Latif Demirci, Tekin Aral’ın yarattığı Arap Kadri karakterinin çizerlerinden biriydi.
Turgut Çeviker: ‘Gırgır Takımadaları’nda yetişen ‘çiçeği burnunda’ karikatürcüler, geleceğin usta karikatürcüleri olacaklarını kendileri bile bilmiyordu. Çünkü onlar ‘kısa pantolonlu’ Gırgır okuyucularıydı. Derginin çağrısıyla ve tabii karşılığında ‘para’ da alacakları için karikatür çizip çizip derginin kapısına dayanıyorlardı; yıl 1972.
Latif Demirci de bu ‘çocuk irisi’ çizer adaylarından biriydi. Gırgır, eskiden kalma usta mizahçıların yanı sıra bu genç kadroyla dolup taşmaya başlamıştı. Bu nedenle Gırgır, aynı zamanda bir ‘mizah okulu’ydu. Okulun başöğretmeni Oğuz Aral’dı.
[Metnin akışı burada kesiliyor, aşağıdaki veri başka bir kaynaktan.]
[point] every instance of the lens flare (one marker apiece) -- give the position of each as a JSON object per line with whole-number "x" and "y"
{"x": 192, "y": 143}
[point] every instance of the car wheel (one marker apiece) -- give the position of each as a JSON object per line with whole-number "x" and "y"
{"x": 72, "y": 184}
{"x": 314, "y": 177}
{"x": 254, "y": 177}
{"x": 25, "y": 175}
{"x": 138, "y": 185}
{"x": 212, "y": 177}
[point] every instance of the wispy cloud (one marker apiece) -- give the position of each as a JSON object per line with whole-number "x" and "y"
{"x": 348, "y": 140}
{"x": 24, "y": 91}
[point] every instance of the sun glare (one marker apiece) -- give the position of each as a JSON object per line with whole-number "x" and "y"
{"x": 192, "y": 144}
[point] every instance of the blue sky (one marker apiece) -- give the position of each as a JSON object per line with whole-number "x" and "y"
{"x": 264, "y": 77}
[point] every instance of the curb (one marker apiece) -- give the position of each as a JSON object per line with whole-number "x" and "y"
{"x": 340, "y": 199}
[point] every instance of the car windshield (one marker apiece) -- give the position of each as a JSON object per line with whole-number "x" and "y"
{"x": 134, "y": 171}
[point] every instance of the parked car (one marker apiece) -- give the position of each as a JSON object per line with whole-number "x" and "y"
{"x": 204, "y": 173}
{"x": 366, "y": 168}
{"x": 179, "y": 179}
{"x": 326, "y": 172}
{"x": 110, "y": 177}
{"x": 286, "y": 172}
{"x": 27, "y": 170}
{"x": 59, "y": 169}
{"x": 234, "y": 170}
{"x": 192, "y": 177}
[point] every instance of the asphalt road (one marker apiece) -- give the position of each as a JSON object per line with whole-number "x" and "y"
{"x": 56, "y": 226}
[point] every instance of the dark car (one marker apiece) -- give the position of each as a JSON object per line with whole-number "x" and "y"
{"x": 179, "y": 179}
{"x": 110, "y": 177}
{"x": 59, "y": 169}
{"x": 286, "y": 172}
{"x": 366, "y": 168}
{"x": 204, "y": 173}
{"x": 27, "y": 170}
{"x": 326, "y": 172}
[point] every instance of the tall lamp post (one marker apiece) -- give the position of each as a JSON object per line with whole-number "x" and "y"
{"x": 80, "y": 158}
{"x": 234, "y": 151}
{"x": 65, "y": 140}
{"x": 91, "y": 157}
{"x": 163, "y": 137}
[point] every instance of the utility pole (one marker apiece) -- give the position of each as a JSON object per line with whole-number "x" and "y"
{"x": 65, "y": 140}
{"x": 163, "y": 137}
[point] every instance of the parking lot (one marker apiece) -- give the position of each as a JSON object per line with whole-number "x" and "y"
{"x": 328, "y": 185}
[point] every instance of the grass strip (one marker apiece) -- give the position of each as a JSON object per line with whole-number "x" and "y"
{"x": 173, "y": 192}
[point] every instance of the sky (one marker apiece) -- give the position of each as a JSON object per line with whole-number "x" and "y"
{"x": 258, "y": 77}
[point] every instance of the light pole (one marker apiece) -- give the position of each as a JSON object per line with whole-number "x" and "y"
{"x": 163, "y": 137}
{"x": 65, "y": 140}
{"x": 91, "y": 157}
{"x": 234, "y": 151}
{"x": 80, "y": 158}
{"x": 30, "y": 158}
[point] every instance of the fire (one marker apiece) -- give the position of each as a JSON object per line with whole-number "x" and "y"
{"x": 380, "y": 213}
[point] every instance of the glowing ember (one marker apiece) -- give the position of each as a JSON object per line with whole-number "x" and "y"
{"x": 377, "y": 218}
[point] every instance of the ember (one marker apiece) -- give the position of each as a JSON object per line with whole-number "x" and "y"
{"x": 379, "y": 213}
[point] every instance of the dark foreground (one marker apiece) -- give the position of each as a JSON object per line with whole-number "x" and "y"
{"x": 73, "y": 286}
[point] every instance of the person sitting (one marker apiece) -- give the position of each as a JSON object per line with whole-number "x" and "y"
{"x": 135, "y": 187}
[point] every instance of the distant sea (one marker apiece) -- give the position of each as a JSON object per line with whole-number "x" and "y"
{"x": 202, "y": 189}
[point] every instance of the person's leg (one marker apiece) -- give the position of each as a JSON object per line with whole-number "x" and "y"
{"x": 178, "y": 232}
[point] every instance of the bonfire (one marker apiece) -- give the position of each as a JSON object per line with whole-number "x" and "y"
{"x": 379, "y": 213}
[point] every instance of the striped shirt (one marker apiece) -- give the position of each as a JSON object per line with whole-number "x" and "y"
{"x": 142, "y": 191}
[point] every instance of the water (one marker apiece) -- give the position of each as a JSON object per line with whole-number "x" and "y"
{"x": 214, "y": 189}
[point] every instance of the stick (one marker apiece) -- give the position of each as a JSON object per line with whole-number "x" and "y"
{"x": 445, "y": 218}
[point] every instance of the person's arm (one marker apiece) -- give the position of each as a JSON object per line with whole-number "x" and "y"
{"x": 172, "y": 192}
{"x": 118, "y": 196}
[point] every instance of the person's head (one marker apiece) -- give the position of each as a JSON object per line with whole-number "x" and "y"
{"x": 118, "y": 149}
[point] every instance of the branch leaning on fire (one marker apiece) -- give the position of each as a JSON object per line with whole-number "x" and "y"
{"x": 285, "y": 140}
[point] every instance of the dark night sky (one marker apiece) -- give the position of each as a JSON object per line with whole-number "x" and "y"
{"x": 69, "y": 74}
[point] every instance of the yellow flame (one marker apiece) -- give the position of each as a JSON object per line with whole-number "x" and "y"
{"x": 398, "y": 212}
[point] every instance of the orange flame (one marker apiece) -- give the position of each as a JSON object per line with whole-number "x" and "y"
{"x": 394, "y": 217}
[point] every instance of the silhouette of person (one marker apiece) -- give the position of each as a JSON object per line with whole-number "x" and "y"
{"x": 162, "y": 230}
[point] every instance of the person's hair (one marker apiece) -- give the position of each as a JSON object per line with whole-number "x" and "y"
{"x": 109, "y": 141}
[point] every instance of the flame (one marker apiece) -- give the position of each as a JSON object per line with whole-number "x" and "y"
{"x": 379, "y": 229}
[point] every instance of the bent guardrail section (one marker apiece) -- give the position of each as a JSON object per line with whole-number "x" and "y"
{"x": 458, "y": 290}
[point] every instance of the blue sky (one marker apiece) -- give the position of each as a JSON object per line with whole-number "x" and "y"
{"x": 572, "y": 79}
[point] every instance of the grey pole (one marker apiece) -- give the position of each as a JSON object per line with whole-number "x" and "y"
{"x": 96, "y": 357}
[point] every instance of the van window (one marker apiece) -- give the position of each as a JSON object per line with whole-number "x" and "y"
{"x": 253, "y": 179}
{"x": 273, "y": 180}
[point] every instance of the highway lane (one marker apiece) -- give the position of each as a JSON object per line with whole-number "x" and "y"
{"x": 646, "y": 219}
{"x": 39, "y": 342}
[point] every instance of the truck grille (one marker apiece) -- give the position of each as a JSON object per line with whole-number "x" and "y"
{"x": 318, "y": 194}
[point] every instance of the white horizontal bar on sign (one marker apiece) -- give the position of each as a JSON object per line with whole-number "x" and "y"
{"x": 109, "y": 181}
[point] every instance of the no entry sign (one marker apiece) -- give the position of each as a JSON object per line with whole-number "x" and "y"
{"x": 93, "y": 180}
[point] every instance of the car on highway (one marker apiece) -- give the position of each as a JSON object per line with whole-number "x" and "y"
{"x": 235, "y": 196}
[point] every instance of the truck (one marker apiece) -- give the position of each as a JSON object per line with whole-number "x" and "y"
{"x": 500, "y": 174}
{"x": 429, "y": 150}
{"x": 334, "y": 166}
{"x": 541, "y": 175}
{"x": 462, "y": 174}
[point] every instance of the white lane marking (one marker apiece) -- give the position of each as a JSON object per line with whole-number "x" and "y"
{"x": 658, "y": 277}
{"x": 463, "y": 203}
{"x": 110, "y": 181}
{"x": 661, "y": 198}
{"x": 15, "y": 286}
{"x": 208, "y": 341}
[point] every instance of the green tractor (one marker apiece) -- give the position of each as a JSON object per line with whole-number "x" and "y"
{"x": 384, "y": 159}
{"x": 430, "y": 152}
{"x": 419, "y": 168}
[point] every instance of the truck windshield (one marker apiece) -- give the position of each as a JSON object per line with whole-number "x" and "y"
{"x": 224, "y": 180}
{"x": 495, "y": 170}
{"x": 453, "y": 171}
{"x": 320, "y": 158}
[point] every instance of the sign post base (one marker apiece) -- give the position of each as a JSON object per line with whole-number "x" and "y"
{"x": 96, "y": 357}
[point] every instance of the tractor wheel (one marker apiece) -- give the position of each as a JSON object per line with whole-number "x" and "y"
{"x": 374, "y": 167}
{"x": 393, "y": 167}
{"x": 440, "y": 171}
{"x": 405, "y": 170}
Oğuz Aral, Gırgır’da temel bilgiler veriyordu. Yeni gelenler, kıdemlilerin elinde birbirlerine baka baka yol alıyorlardı. Zamanla ‘uzun pantolon’ giyen bu ‘kısa pantolon’lu çizerlerin çizdikleri genellikle birbirlerine benziyordu. Onları ayırt etmek güçtü. Bunun baş nedeni Oğuz Aral’ın örnek aldığı ‘karikatürcü modeli’nden kaynaklanıyordu. Bu ‘genç irisi’ çizer adayları İstanbul’daki mizah çevreleriyle karşılaşamayacak denli iş yüküyle doluydu. Kapalı devre yaşıyorlardı. Gırgır’da ne verilirse onunla yetinmek zorunda kalıyorlardı. Zamanla bu değişti. Dünyalı bazı çizerlerin etkileri Gırgır’da görülmeye başladı. Latif ve Sarkis, Gırgır’ın dayattığı karikatürün dışına çıkmayı başardı. Bu durum Gırgır’daki ilk önemli isyandı. Daha sonra Ergin Ergönültaş’ın başını çektiği ‘Mikrop’ hareketiyse ‘büyük isyan’dı. Artık yol açılmıştı. Yol önce ‘Limon’a açılacak, sonrası dal budaklanacaktı!
Latif, Wolihski ve Reiser’dan etkilendi. Çizgisi, neredeyse bir tren penceresinden bakarken hızla akan manzaralar gibi değişiyordu. Zamanla kendine en uygun bulduğu çizgi dünyasında karar kıldı ve orada eskilerin deyimiyle ‘velûd’ bir karikatürcü olarak ömrünü geçirdi.